I doubt that Mother Teresa would build a playground like ours. It is clearly a first world playground. Having said that, there are certainly a number of things about the playground of which she would have wholeheartedly approved.
First and foremost, Mother Teresa would approve of loving and taking good care of children. She would promote a culture which values life and has a deep-seated desire to do good for The Father’s children. I pray that is the essence of our playground.
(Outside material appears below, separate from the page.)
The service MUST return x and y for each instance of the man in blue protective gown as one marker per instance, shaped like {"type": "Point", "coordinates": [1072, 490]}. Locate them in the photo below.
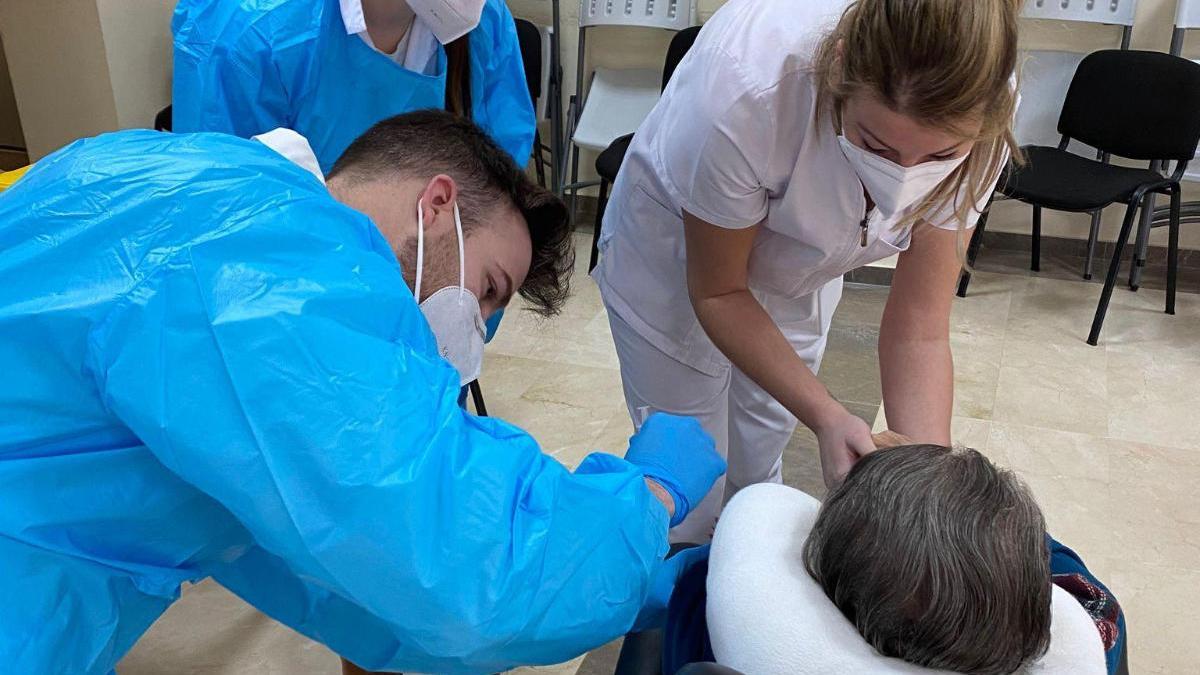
{"type": "Point", "coordinates": [330, 69]}
{"type": "Point", "coordinates": [215, 365]}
Though it’s only Wednesday there have been several things this week in the construction process in which Mother Teresa would have delighted. We had a mat construction crew here which originated out of New York State. They were very hard-working men whose job was more complicated than it originally appeared. The chalk lines reminded me of the process for laying ceramic tile. The tiles were all a little bigger than the space between the lines to allow for contraction of the tiles in the winter and expansion in the summer. The men were of Hispanic origin, Arturo was the foreman. He was a delightful man with a heart for people. We checked on his daily progress. It was not uncommon for the perimeter of the playground to be lined with youthful observers who were always welcomed.
Saturday’s “community build” was a blessing. Kurt Daberkow recommended the day and made remote plans for it from the early meetings. When I asked him on Sunday evening how it went as we looked at the equipment, his response was adamant: It was a true example of teamwork. He said the foreman from Miracle really knew what he was doing, and had no issue with keeping 40 capable workers profitably occupied. The Knights of Columbus teamed up with many of our parents to complete the project by 6 pm. Thanks for working together well, reminding me of the Kingdom where we will all be working together to praise the Lord!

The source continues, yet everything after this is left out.